In the video, Phyo Min Thein, the former chief minister of Myanmar’s largest city, Yangon, sits in a bare room, apparently reading from a statement. His speaking sounds odd and not like his normal voice, his face is static, and in the poor-quality version that first circulated, his lips look out of sync with his words. Seemingly everyone wanted to believe it was a fake. Screen-shotted results from an online deepfake detector spread rapidly, showing a red box around the politician’s face and an assertion with 90-percent-plus confidence that the confession was a deepfake. Burmese journalists lacked the forensic skills to make a judgement. Past state and present military actions reinforced cause for suspicion. Government spokespeople have shared staged images targeting the Rohingya ethnic group while military coup organizers have denied that social media evidence of their killings could be real.

But was the prisoner’s “confession” really a deepfake? Along with deepfake researcher Henry Ajder, I consulted deepfake creators and media forensics specialists. Some noted that the video was sufficiently low-quality that the mouth glitches people saw were as likely to be artifacts from compression as evidence of deepfakery. Detection algorithms are also unreliable on low-quality compressed video. His unnatural-sounding voice could be a result of reading a script under extreme pressure.

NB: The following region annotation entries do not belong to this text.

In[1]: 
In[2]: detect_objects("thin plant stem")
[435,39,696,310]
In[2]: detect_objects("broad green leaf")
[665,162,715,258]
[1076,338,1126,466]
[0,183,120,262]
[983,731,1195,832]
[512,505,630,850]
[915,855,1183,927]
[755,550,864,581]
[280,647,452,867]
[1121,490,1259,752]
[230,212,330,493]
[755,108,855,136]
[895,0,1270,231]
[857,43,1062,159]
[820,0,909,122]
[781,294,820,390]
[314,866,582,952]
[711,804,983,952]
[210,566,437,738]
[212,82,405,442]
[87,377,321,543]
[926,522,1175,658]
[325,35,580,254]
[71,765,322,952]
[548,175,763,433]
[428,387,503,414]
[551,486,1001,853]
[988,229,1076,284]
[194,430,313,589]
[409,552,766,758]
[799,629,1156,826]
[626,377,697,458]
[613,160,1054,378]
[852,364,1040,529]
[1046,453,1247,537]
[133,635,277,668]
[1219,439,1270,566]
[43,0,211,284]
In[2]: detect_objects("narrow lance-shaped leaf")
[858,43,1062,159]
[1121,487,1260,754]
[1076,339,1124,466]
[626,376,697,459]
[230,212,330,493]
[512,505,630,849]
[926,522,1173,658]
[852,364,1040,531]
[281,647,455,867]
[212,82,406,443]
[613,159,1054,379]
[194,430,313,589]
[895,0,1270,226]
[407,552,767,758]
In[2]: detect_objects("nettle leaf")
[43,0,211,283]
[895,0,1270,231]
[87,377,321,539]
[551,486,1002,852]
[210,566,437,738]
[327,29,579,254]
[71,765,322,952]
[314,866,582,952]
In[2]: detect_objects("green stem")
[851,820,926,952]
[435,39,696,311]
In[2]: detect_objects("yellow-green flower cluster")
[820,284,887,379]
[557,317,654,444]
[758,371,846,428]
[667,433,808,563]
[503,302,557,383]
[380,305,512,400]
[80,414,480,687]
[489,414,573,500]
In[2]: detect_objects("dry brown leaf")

If it is a fake, it’s a very good one, because his throat and chest move at key moments in sync with words. The researchers and makers were generally skeptical that it was a deepfake, though not certain. At this point it is more likely to be what human rights activists like myself are familiar with: a coerced or forced confession on camera. Additionally, the substance of the allegations should not be trusted given the circumstances of the military coup unless there is a legitimate judicial process.

Why does this matter? Regardless of whether the video is a forced confession or a deepfake, the results are most likely the same: words digitally or physically compelled out of a prisoner’s mouth by a coup d’état government. However, while the usage of deepfakes to create nonconsensual sexual images currently far outstrips political instances, deepfake and synthetic media technology is rapidly improving, proliferating, and commercializing, expanding the potential for harmful uses. The case in Myanmar demonstrates the growing gap between the capabilities to make deepfakes, the opportunities to claim a real video is a deepfake, and our ability to challenge that.

It also illustrates the challenges of having the public rely on free online detectors without understanding the strengths and limitations of detection or how to second-guess a misleading result. Deepfakes detection is still an emerging technology, and a detection tool applicable to one approach often does not work on another. We must also be wary of counter-forensics—where someone deliberately takes steps to confuse a detection approach. And it’s not always possible to know which detection tools to trust.

How do we avoid conflicts and crises around the world being blindsided by deepfakes and supposed deepfakes?

We should not be turning ordinary people into deepfake spotters, parsing the pixels to discern truth from falsehood. Most people will do better relying on simpler approaches to media literacy, such as the SIFT method, that emphasize checking other sources or tracing the original context of videos. In fact, encouraging people to be amateur forensics experts can send people down the conspiracy rabbit hole of distrust in images.